No U.S. Quota Visas Issued to Shanghai Refugees; Consulate Facilities Inadequate

The Jewish refugee community here is very much concerned over an announcement by the U.S. Consul General that his staff is too small to handle the thousands of applications for visas.

Up to the present no regular quota visas have been granted. A few persons with parents or husbands or wives in the United States have received “preferential” quota visas and some others non-quota visas, but persons desirous of entering the United States, but who do not have first degree relatives there are helpless.

To emphasize their plight and bring it to the attention of the outside world, the Council of Refugee Organizations in Shanghai has printed leaflets in various languages explaining the situation of the refugees here and appealing for assistance and permanent havens. Every letter sent abroad by a member of the refugee community will include a leaflet in the language of the country of destination.
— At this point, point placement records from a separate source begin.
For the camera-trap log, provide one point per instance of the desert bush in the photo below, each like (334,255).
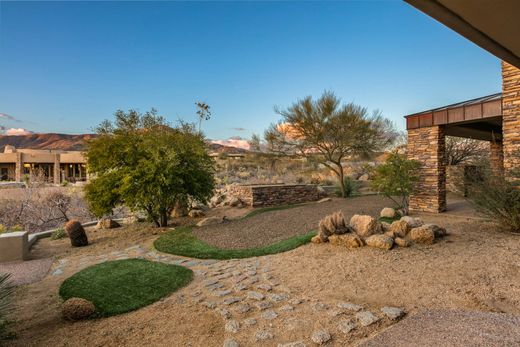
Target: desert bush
(396,177)
(350,187)
(497,198)
(58,234)
(6,294)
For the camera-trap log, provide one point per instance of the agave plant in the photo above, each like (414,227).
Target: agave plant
(6,293)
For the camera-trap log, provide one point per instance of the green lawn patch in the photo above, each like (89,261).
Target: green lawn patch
(120,286)
(181,241)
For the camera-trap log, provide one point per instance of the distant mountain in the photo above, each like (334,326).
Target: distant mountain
(63,142)
(66,142)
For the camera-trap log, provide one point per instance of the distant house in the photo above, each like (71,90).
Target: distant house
(55,166)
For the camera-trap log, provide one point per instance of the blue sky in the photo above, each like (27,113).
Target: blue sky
(66,66)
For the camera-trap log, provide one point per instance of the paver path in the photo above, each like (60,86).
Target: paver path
(255,307)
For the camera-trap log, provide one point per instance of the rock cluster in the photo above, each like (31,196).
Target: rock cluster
(366,230)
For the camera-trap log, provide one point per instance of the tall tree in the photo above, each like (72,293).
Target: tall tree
(142,162)
(329,131)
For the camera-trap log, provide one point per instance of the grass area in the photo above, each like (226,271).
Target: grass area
(120,286)
(182,242)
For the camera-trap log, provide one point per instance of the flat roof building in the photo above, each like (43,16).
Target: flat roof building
(54,166)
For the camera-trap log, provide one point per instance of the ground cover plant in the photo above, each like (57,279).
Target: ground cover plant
(120,286)
(181,241)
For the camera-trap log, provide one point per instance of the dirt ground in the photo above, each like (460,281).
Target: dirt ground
(475,267)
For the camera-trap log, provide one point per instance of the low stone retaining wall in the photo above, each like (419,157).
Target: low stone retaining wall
(275,194)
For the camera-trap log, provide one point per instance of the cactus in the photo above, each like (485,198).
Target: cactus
(77,235)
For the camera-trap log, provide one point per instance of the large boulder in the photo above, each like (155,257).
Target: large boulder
(77,309)
(412,222)
(209,221)
(107,223)
(398,228)
(380,241)
(422,234)
(364,225)
(77,235)
(387,212)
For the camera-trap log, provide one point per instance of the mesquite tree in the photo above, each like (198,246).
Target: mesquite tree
(142,162)
(330,132)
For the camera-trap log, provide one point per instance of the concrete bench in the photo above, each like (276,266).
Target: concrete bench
(14,246)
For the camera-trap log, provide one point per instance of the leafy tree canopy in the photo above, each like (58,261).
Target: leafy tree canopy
(330,131)
(140,161)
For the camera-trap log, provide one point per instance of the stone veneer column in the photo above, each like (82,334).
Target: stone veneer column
(428,146)
(56,171)
(511,116)
(18,167)
(496,157)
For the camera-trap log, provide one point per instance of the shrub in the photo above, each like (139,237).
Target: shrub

The Council, at an emergency meeting, also voted to send cablegrams appealing for aid to President Truman, Mrs. Eleanor Roosevelt and Sir Herbert Emerson, chairman of the Intergovernmental Refugee Committee.

Many of the refugees have criticized the Council for what they charge is its failure to properly publicize their situation. They say that while the attention of the world is focused on the problem of the displaced Jews in Europe, those in Shanghai have been virtually forgotten.

The Council consists of representatives of the Jewish Communal Association, the Association of Refugees from Germany, the Austrian Residents Association, the Zionists, the Agudas Israel, the Protestant and Catholic Associations and other smaller groups.